Calculating a TAS Valuation
In the first blog post in this series, we discussed the overall landscape of TAS M&A. This one discusses valuations and will take you a bit deeper into the metrics behind how buyer’s come up with their offering numbers. In the upcoming installment of our blog series, we will detail strategies that can improve your TAS valuation by as much as 25-40%.
Before going further, write down what you believe to be your company’s valuation.
Valuations for the Telephone Answering Service industry are done using the Market Approach. In this approach, the company’s competition and competitive landscape play a significant role in determining value. The market (or buyers) will use the historical selling prices of similar businesses to value the company.
When it comes to valuations of TAS, it’s a common misconception that valuation can be reduced to a simple equation involving monthly revenue and a fixed multiple. You’ve probably heard dozens of times that TAS trade at 10 or 12 times monthly recurring revenue and just left it at that. That may have been true a few years ago with the well-known strategic buyers, but with many exciting new buyers entering the market, unlocking the full value of TAS requires more than just an average of annual revenues.
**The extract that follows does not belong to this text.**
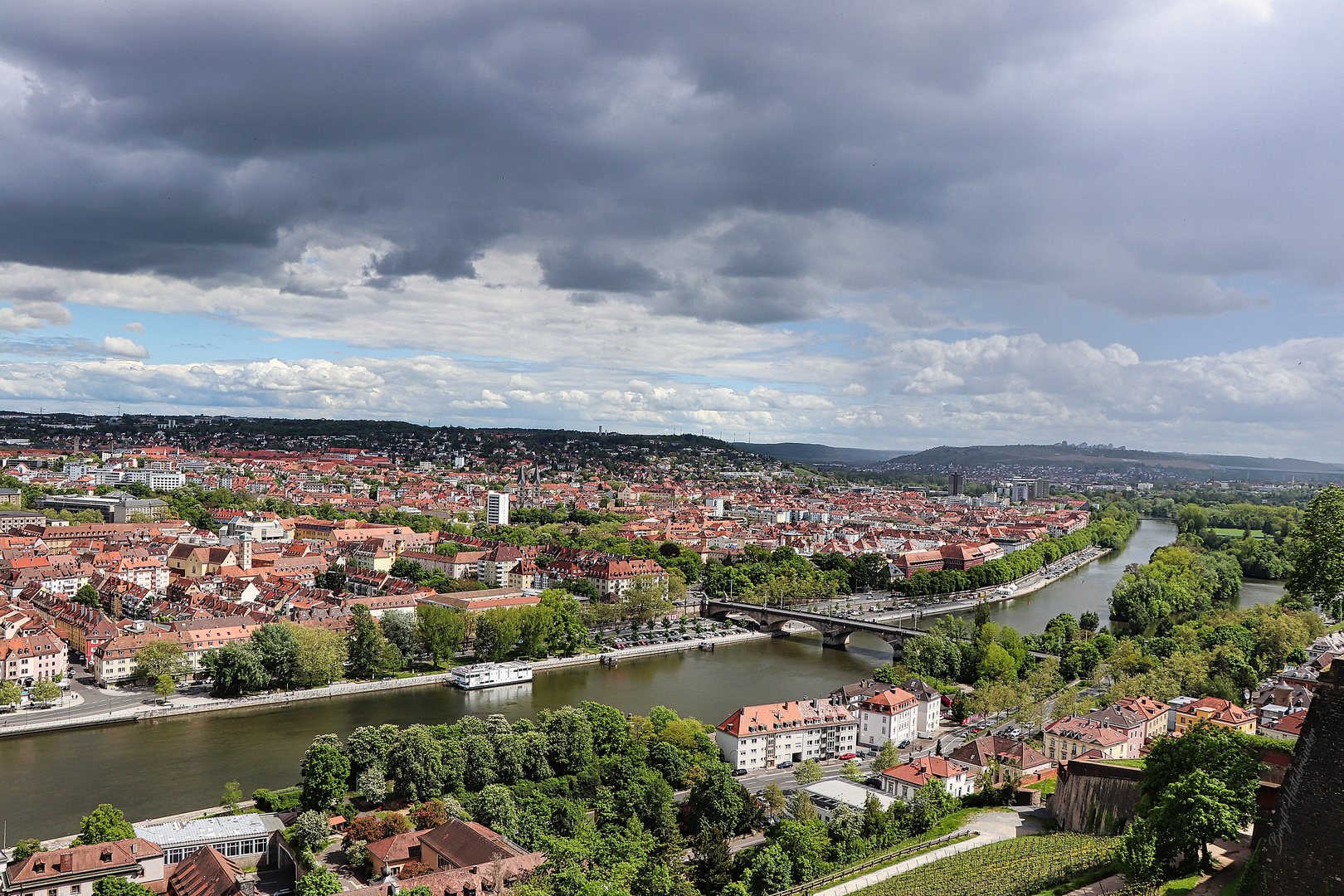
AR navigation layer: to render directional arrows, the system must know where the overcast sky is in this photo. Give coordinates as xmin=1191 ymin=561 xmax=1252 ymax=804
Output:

This is Good News – valuations can be significantly better if you understand how to unlock the full value potential of your TAS before going to market.
The matrix below can be used to proximate a starting valuation point. Down the left column are the characteristics that go into the valuation models of buyers. On the top are the multiples of average monthly revenue, which is the common method to determine TAS valuation. Take a few minutes to find out where your TAS is in this matrix.
Now match up your initial valuation with the one in the matrix. Likely, using this matrix had you questioning which multiple column you are in, and certainly gazing at the column to the right wondering how you can get into that one.
Let’s unpack each one of the characteristics and explain how these affect overall valuation.
Revenues greatly impact valuations, but it is not hard bound – in other words, firms of the same revenue size can exist in two or even three different multiple columns because not all revenue is created equal.
This is the first separator of valuation. To nobody’s surprise, buyers love growing firms. If a firm is growing at 10% per year, using the rule of 72, it will double in size in 7.2 years, but if it’s growing at 20% per year, it will double in 3.6 years. Buyers look for certain payback periods when determining value or price of a TAS target. The faster the payback period (which is how long it takes the buyer to recoup the investment, or price paid to the seller), the higher the valuation. This is not completely elastic, but all else being equal, a firm with significant growth will always command a premium over a company with stagnant revenues.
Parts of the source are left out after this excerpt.